* Frédéric Chopin - Prelude in E-Minor (op.28 no. 4)
Geheel en al gedicht was zij niet meer bij zinnen om een enkel woord nog toe te vertrouwen aan het schrift.
Een kladblokje bood ruimte zat om te bezinnen, maar door zoveel breuken heen was er geen beginnen aan voor haar. Ze moest wel lijden aan een schrijversbloknood dat zoveel opgekropt bleef steken in haar pure nood.
Een pil daags, om te beginnen, bood geen uitkomst tegen donker samen geraapte wolken, die haar ergens in het zuiden hielden, terwijl haar hart de rivier afzwom. Krom, vol gaten uitgehold, en voor haar uitgehold gezichtsvermogen logen er dan ook niet om.

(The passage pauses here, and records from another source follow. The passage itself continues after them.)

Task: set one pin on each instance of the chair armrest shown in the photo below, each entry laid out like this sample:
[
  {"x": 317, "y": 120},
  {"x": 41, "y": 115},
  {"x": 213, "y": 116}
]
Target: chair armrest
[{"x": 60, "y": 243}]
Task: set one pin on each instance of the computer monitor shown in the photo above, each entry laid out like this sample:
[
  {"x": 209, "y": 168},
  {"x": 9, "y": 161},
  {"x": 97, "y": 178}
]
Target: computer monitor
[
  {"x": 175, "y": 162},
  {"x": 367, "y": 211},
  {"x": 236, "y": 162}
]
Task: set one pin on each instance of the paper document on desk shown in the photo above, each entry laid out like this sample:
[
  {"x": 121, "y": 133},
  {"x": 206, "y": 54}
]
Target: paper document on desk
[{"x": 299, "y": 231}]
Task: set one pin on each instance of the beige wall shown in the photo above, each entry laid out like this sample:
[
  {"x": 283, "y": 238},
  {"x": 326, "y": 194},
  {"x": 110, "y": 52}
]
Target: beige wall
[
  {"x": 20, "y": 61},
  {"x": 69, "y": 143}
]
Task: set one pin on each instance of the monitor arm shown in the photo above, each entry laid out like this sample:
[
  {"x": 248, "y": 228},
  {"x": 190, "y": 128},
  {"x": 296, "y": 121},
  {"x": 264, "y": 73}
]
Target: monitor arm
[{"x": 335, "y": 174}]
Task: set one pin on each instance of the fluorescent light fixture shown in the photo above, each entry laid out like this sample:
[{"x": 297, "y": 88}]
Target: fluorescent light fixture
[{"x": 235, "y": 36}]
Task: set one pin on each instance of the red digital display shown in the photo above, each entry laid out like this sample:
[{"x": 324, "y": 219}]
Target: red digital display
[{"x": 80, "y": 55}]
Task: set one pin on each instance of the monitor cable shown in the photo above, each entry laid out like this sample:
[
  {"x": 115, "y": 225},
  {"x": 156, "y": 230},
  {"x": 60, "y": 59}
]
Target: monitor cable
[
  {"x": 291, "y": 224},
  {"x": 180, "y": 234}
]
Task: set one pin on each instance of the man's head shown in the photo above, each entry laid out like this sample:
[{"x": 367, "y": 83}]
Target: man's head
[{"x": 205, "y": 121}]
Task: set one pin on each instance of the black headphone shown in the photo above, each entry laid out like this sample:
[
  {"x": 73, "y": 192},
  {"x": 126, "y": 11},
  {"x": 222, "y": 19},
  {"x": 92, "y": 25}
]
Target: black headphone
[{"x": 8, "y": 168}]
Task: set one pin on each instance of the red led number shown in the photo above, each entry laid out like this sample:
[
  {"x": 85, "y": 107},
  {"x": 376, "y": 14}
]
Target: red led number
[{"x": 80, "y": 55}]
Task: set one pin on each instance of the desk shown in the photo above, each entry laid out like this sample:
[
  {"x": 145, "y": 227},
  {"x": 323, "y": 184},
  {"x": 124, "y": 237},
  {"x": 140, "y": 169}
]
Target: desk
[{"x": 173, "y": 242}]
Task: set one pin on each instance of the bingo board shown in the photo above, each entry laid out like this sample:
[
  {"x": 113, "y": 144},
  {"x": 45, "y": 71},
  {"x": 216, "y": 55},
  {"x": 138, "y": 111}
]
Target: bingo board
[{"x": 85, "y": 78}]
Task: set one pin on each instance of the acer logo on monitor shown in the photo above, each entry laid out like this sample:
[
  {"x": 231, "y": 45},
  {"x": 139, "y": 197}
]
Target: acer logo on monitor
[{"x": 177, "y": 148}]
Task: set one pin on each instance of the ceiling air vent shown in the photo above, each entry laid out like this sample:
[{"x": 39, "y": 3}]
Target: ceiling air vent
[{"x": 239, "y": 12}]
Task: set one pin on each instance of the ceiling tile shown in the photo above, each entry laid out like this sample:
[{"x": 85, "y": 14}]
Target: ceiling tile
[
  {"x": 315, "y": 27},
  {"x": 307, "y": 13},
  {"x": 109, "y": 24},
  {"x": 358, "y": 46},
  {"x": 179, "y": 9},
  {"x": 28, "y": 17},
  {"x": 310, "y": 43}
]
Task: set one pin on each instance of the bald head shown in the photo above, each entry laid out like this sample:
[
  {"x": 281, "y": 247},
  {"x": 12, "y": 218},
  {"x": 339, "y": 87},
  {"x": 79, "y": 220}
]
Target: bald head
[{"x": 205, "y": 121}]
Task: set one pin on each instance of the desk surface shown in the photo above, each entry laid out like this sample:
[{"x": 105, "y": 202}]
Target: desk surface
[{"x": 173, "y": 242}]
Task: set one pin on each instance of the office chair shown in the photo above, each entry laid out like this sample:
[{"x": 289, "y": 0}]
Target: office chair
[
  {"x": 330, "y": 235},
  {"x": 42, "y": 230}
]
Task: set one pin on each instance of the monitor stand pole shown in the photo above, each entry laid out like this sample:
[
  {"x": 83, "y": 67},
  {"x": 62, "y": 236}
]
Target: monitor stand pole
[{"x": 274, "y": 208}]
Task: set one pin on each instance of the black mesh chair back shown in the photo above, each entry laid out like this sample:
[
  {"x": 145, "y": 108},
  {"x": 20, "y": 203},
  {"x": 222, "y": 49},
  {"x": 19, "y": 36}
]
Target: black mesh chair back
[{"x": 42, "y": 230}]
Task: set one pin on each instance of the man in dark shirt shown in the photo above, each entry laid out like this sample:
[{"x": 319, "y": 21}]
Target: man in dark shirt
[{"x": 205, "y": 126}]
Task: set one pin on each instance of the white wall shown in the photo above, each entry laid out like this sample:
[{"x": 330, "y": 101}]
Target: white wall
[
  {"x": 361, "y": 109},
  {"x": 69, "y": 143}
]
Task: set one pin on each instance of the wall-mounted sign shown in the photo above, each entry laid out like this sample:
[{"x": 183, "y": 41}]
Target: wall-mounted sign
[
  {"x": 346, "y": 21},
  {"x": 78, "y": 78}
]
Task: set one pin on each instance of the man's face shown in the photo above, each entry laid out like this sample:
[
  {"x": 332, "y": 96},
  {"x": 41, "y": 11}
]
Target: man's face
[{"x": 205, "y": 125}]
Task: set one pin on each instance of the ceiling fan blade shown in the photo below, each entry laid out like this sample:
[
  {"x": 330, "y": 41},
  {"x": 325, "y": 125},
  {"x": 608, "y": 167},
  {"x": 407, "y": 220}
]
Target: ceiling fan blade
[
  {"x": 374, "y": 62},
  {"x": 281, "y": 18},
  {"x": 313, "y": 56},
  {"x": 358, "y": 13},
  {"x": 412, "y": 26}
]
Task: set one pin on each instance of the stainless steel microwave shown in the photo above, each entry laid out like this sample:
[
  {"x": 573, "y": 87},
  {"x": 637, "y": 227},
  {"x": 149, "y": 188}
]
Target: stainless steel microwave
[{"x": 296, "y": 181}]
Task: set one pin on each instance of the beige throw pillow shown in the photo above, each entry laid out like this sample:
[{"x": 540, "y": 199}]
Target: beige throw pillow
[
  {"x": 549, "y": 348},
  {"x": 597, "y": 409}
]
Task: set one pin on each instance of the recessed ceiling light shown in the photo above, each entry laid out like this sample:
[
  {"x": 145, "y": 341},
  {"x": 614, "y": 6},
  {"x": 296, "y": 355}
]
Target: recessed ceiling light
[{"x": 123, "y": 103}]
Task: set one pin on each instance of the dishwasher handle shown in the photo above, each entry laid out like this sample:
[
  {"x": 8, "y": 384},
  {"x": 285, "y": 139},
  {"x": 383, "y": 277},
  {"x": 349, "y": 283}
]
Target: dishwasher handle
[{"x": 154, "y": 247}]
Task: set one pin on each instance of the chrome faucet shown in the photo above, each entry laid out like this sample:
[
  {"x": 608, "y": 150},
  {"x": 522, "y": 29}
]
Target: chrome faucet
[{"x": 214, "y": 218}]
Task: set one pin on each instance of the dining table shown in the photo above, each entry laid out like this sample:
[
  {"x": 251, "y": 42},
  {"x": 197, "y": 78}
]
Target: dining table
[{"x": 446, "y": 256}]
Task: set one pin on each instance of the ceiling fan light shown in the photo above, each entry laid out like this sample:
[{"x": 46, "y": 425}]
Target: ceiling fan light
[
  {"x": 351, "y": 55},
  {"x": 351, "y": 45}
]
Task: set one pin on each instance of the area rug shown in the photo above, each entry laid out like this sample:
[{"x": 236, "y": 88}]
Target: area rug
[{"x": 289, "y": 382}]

Alles wat het leven bood aan mogelijkheden, bleef ontstolen uit haar schoot. Ze schoot er niets mee op, maar bleef getrouw ook wenen om dit gemiste lot van moedersbarensnood. In die zin is ze dichter bij haar oorsprong gebleven een leedwezen dat zichzelf beziet.
Ze hield van trouwelozen, hen die hun hart aan feest en beest verpand, haar het ook als onderpand te leen gaven. Ze bond het op haar zijde zachte vrouwelijke zijde, hoewel die soms liet blijken een keerzijde van haar te zijn.
Er zat en stak iets dieps in haar van vrijgevochten bedrogen kind. Een wellust om te prikkelen kon zij het zien, wanneer de tijd genot uitschonk in wijdopenstaande bokalen. Dronk ervan als van de laatst genoten appel, verkeerd gereikt uit vreemde bron verleid.
Zo verliet zij menigmaal het paradijs dat aan haar voeten lag gespreid. Tot ongenoegen van wederhelft die al snel weer met een ander deed. Haar verbeten giftig achterliet om zelf de beest weer uit te venten. Ze werd geboekt als rasechtbreker in haar streek, met steelse ogen bekeken door de ega's die hun mannen bevreesden. Wulps was uit de mode, maar zij betrachtte met bespelen ieder mannelijk deel.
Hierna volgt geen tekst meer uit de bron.